Lio spielt. Ganz in sich versunken. Mich braucht es dazu grad nicht. Ich spiel zwar gern mit ihm, mach mit ihm ein Puzzle, Memory, bau mit ihm einen Holzklotzturm oder so was. Aber eigentlich gefällt mir das, wenn er sich mit sich selber zu beschäftigen weiss. Was mir dabei auffällt, wenn er so spielt: Es sind die einfachen Dinge, die ihn in sich versinken lassen, die seine Fantasie beflügeln. Nicht die glänzenden, neuen Spielsachen, die er selbstverständlich auch hat.

Die uralte Brio-Holzeisenbahn zum Beispiel, mit der schon meine Kinder gespielt haben und die ich wieder vom Estrich runter geholt und entstaubt habe: Abgewetzte Holzteile, die sich zu einer Eisenbahn zusammensetzen lassen; ein paar Wagons, eine Lokomotive und vielleicht ein bemalter Holzwürfel als Bahnhof. Wir sitzen am Boden - nicht gut für meine Gelenke, ich weiss, aber macht Spass - und bauen eine Bahn. Und wenn ich sage, macht Spass, dann sind wir beim Kern-Problem: Mir macht es Spass - und dem Kleinen? Ich muss mir immer wieder bewusst werden, dass ich nicht meinen Spass auf ihn übertrage, und meine, das mache ihm auch Freude, wenn es mir Freude macht. Schliesslich soll er ja spielen und nicht ich in kindlicher Spiel-Nostalgie versinken.

Also bau ich ihm nicht die perfekte Bahn, sondern lass ihn mit den Schienenteilen werken. Zuweilen ruft er dann: «Opi, das geht nicht!» - und es kommt vor, dass dann so ein Teil durch die Luft fliegt. «Doch Lio, das geht schon», sag ich beruhigend und zeig ihm, wie es gehen könnte. Dann macht er weiter. Einfach, aber das lässt ihn eintauchen in seine Welt, und er spielt, setzt die Lokomotive drauf und fährt im Kreis, hängt Wagen an, belädt sie, fährt, entlädt sie usw. Spielt schön für sich. So kann ich ihn spielen lassen. Und das tut er.

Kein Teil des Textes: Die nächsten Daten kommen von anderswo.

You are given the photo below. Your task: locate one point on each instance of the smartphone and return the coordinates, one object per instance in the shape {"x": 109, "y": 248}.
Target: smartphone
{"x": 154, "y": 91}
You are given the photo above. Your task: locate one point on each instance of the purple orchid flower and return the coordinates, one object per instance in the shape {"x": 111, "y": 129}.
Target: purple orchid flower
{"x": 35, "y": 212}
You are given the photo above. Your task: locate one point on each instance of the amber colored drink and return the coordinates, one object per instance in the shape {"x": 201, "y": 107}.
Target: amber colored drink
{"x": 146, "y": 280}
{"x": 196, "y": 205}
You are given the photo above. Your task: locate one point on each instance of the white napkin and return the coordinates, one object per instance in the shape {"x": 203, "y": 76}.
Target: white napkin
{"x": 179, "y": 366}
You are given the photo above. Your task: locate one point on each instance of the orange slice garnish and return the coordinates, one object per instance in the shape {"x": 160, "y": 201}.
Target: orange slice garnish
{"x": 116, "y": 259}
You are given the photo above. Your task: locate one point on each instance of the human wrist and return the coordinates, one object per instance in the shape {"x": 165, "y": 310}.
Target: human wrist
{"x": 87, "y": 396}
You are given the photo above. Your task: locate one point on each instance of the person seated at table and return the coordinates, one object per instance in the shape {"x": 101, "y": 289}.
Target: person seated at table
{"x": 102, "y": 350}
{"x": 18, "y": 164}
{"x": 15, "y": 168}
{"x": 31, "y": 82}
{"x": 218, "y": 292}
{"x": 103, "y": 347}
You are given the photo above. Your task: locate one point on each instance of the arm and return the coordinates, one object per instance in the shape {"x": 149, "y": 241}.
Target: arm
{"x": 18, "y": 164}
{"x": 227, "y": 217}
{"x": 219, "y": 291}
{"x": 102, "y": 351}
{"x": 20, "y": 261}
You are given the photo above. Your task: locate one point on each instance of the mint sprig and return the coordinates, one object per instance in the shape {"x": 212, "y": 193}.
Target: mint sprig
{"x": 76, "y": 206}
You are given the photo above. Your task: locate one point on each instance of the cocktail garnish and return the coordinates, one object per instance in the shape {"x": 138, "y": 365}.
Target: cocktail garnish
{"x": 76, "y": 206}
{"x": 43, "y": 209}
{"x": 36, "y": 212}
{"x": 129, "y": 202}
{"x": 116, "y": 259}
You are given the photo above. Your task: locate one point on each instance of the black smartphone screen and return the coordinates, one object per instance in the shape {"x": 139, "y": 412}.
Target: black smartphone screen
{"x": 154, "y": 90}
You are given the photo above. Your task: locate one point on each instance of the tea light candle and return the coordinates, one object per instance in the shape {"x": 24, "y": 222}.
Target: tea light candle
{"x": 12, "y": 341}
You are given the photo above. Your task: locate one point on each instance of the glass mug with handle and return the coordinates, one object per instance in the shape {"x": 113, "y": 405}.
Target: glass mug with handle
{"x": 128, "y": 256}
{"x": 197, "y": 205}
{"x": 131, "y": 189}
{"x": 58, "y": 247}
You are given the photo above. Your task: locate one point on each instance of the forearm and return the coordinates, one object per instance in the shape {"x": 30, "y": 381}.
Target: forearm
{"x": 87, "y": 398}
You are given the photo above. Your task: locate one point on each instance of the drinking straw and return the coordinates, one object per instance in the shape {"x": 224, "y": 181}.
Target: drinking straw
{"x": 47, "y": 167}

Es geht noch einfacher. Jüngst wollte er Hagel spielen. Hagel? Wie geht denn das? Offenbar hat er bei einem der Sommergewitter mitbekommen, dass es hageln könnte. Und seither will er wissen, wie das mit dem Hagel ist, was da passiert. Das hat ihn beeindruckt. Er will darum Hagel spielen, Hagel während einer Autofahrt. Also machen wir das. Ich mim den Fahrer. Er sitzt daneben und gibt erst Blitz und Donner mit Zischen und Krachen, dann Regen mit Rauschen und am Schluss den Hagel. Dafür hab ich ihm einen kleinen Gummiball in die Hände gedrückt, den lässt er jetzt auf mich fallen, hebt ihn auf, lässt ihn wieder fallen - immer wieder. Dann vertauschen wir die Rollen. Er fährt, ich bin das Wetter. Und das tun wir immer wieder und haben viel Spass dabei.

Ein kleiner Gummiball und viel Fantasie: Alles was es braucht, um spielend die Welt zu erklären.